Hurlus, Suippes, Souain, Saint-Hilaire, Aubcrives, Mourmelon, Reims, — quels noms aujourd’hui ! Depuis deux ans, ils nous hantent, associés pour toujours à nos angoisses, à nos deuils, à nos fiertés ; — et le monde entier les a répétés presque chaque jour. Grave impression quand, à la croisée d’un chemin, à Suippes, à Saint-Hilaire, par exemple, le vieux poteau indicateur tournait sa flèche vers Perthes ou vers Tahure. On regardait la route qui ne servait jadis qu’à des routiers ou des paysans champenois, portant dans leurs carrioles leurs poules aux marchés — la route blanche que ne suivent plus aujourd’hui que des colonnes silencieuses de soldats. Au sortir de l’Argonne, une de ces flèches indiquait la direction de Vouziera, le pays d’ancêtres dont je revois les portraits : graves messieurs en habits prune, dames si françaises en robes roses à paniers, serrant toutes, d’un même geste, avec le même sourire, une rose sur leur cœur.

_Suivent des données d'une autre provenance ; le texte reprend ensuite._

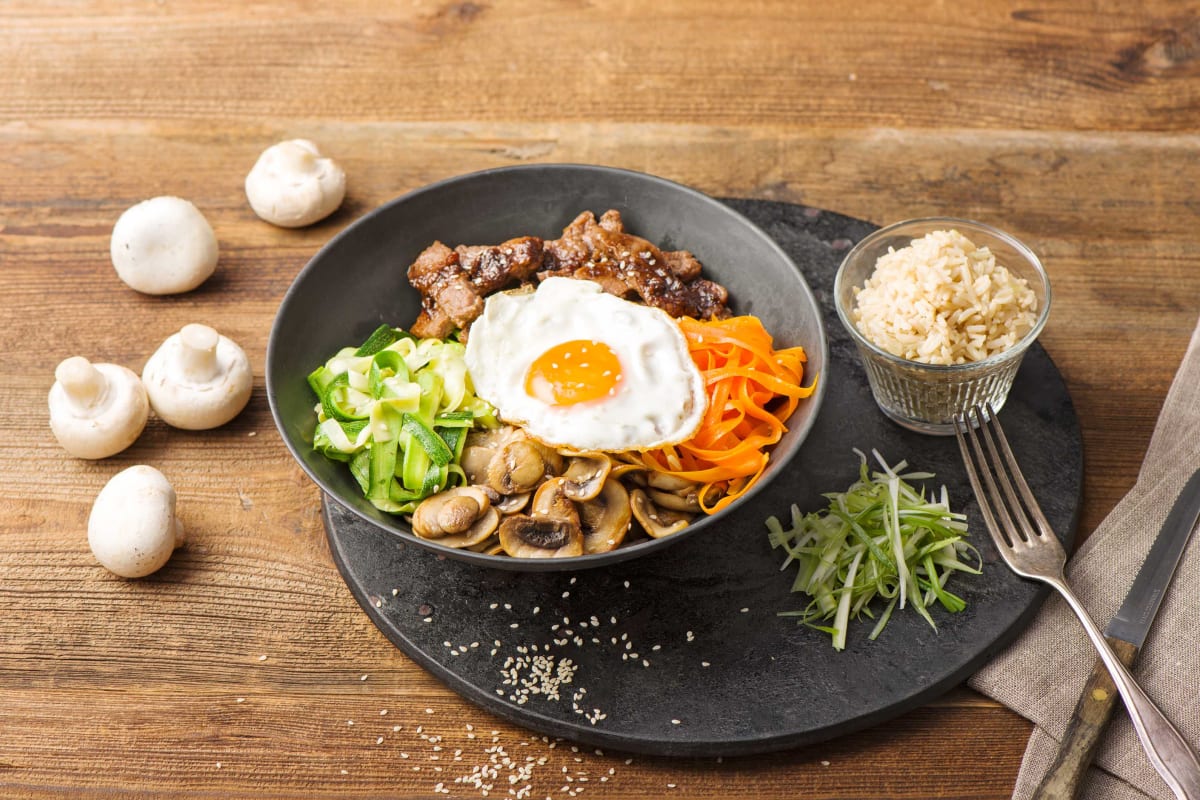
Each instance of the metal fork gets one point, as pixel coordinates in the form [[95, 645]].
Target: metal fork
[[1029, 546]]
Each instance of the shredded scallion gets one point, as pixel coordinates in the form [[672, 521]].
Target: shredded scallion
[[882, 542]]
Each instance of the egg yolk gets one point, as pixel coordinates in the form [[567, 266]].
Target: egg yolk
[[574, 372]]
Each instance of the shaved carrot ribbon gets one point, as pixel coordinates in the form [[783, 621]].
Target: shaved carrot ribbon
[[751, 390]]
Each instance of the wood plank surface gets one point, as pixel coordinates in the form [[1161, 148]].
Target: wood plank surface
[[238, 669]]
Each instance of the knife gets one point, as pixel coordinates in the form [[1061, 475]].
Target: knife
[[1127, 632]]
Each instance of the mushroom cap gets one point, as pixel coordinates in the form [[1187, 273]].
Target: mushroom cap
[[292, 185], [657, 522], [96, 409], [605, 518], [550, 530], [163, 246], [198, 379], [459, 517], [132, 529]]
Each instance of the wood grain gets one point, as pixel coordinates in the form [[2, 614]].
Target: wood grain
[[1071, 125]]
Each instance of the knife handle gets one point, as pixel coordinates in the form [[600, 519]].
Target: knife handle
[[1087, 723]]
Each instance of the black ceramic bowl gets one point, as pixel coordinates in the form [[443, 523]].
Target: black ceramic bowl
[[358, 282]]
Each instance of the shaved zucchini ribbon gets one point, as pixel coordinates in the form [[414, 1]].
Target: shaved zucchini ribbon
[[397, 410], [881, 539]]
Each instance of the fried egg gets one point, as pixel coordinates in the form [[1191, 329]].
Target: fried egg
[[581, 368]]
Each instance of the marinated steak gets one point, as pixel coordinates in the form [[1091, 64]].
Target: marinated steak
[[454, 282]]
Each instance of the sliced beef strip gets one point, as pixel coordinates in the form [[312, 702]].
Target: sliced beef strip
[[454, 282], [625, 265]]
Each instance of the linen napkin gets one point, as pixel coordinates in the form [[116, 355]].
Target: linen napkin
[[1042, 674]]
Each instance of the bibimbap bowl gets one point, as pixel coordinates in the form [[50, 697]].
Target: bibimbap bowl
[[358, 282]]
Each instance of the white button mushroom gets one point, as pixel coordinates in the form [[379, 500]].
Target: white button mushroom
[[96, 409], [197, 379], [132, 529], [293, 186], [163, 246]]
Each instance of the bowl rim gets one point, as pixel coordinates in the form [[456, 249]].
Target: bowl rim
[[933, 222], [586, 560]]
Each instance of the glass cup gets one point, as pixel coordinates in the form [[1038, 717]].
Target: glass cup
[[925, 397]]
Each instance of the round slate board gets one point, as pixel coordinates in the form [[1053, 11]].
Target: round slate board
[[683, 653]]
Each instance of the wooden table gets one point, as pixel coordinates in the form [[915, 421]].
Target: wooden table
[[245, 668]]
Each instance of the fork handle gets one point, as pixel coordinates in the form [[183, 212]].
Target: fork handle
[[1165, 746], [1087, 725]]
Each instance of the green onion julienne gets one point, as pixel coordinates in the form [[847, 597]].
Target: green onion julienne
[[881, 540]]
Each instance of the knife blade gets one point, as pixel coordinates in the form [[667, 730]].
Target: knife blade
[[1126, 632]]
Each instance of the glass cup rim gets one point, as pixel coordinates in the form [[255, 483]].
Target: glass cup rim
[[1015, 350]]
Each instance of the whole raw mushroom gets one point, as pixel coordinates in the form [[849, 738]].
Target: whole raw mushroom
[[198, 379], [132, 529], [292, 185], [163, 246], [96, 409]]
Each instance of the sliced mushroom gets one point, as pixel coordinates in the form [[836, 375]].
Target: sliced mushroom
[[457, 517], [516, 468], [586, 475], [687, 500], [550, 530], [625, 469], [513, 503], [657, 522], [667, 482], [474, 462], [605, 518]]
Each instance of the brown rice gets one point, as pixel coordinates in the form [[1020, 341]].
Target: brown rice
[[942, 300]]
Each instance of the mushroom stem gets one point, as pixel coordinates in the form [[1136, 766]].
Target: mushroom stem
[[198, 356], [84, 384]]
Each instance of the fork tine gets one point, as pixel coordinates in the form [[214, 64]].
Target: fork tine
[[977, 471], [1013, 475]]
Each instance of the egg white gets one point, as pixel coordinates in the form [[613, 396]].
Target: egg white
[[660, 398]]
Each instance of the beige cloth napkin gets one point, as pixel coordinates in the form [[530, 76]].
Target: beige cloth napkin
[[1041, 675]]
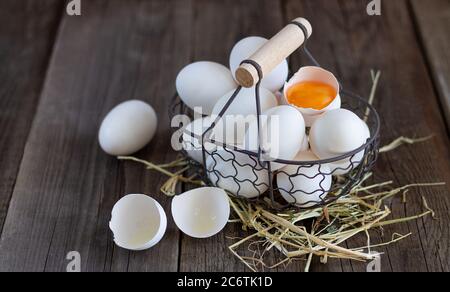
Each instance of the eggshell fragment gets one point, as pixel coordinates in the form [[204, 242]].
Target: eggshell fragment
[[201, 84], [317, 74], [127, 128], [237, 173], [192, 138], [244, 49], [201, 213], [240, 113], [138, 222], [304, 186], [282, 134]]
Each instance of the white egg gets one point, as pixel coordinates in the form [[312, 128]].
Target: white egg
[[237, 173], [317, 74], [305, 144], [201, 213], [138, 222], [304, 186], [244, 49], [344, 166], [128, 128], [202, 84], [192, 138], [240, 114], [337, 132], [282, 134]]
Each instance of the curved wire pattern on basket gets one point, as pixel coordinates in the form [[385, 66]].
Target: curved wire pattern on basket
[[222, 167]]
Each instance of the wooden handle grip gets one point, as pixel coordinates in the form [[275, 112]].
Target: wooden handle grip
[[269, 56]]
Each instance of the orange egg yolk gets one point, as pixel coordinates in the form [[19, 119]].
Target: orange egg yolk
[[311, 94]]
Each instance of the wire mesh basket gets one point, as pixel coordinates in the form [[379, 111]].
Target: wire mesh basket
[[323, 181]]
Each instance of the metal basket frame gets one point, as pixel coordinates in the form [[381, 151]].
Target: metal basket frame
[[355, 165]]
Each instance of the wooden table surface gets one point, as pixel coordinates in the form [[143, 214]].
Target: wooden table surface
[[61, 74]]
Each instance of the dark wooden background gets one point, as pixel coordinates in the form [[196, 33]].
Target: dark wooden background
[[60, 75]]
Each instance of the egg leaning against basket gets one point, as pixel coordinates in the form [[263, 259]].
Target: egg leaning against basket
[[336, 133], [200, 85], [242, 111]]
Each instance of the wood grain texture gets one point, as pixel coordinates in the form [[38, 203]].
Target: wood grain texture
[[433, 24], [407, 106], [27, 32], [67, 186]]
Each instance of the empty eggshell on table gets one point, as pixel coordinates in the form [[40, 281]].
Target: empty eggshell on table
[[191, 139], [337, 132], [202, 212], [240, 113], [245, 49], [307, 185], [202, 84], [282, 134], [315, 74], [237, 173], [128, 128], [138, 222]]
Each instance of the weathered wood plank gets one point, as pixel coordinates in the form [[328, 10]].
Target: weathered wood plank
[[67, 186], [27, 32], [433, 23], [349, 42]]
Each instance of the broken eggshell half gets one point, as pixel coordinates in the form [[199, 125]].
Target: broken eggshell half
[[138, 222], [202, 212], [317, 74]]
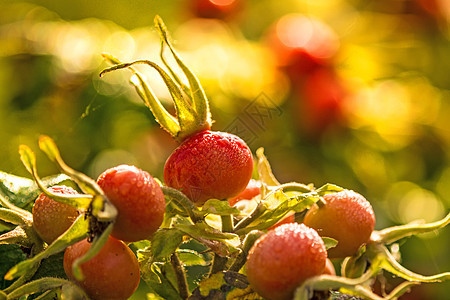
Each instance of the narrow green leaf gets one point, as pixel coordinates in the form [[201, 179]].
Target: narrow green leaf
[[200, 102], [27, 157], [182, 202], [10, 255], [20, 192], [41, 285], [174, 75], [14, 217], [165, 242], [191, 258], [264, 169], [393, 234], [203, 230], [158, 281], [390, 264], [328, 188], [218, 207], [95, 247], [329, 242], [185, 113], [329, 282], [401, 289]]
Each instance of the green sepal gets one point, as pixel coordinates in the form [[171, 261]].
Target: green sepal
[[197, 94], [28, 158], [96, 200]]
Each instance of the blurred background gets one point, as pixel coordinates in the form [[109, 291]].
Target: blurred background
[[350, 92]]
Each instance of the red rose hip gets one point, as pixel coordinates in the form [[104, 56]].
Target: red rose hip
[[139, 201], [283, 258], [347, 217], [209, 164]]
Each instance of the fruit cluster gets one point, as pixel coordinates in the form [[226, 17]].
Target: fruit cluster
[[257, 237]]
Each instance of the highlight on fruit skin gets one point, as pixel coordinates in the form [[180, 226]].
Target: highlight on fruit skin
[[210, 164], [113, 273], [347, 217], [52, 218], [282, 259]]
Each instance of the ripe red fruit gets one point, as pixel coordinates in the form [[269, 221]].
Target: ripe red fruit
[[139, 201], [52, 218], [209, 164], [253, 189], [217, 9], [347, 217], [283, 258], [112, 274]]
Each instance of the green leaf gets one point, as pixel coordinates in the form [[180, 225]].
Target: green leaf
[[264, 169], [21, 191], [224, 285], [42, 285], [75, 233], [165, 242], [384, 258], [10, 255], [218, 207], [162, 116], [328, 189], [191, 258], [395, 233], [279, 205], [95, 247], [329, 242], [51, 267], [159, 282]]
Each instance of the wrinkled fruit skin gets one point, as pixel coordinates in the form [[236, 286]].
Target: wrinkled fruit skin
[[139, 201], [209, 164], [253, 189], [52, 218], [347, 217], [283, 258], [113, 274]]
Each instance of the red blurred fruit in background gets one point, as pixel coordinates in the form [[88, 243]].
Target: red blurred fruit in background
[[320, 102], [253, 189], [301, 44], [215, 9]]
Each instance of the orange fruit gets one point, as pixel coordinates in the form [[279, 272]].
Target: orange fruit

Combien nous en avons coupé de ces grandes chaussées allongées vers le Nord, et dont on savait qu’elles n’aboutissaient plus !

De lieue en lieue, un soldat surgissait au travers du chemin, le barrant de son fusil. Il fallait montrer des permis, un certain papier rose qu’un brigadier examinait très attentivement.

Il pleuvait, et le deuxième jour, pendant des heures de suite, ce fut cette pluie raide et massive d’orage que sa violence épuise, d’habitude, en quelques minutes. Impossible, nous dit-on, d’aller jusqu’aux tranchées : la craie de Champagne se délayait sous ce déluge ; dans les fossés, l’eau blanche devait monter jusqu’aux genoux. Nos soldats y étaient, pourtant, collés à cette craie, indifférens à tout, sauf aux possibles mouvemens de l’ennemi, lui barrant le reste de la France, obstinés toujours à le refouler. On regardait au loin ; de leur côté, rien n’apparaissait. Ce monde inanimé fondait dans une vapeur d’eau, sous les obliques rideaux gris.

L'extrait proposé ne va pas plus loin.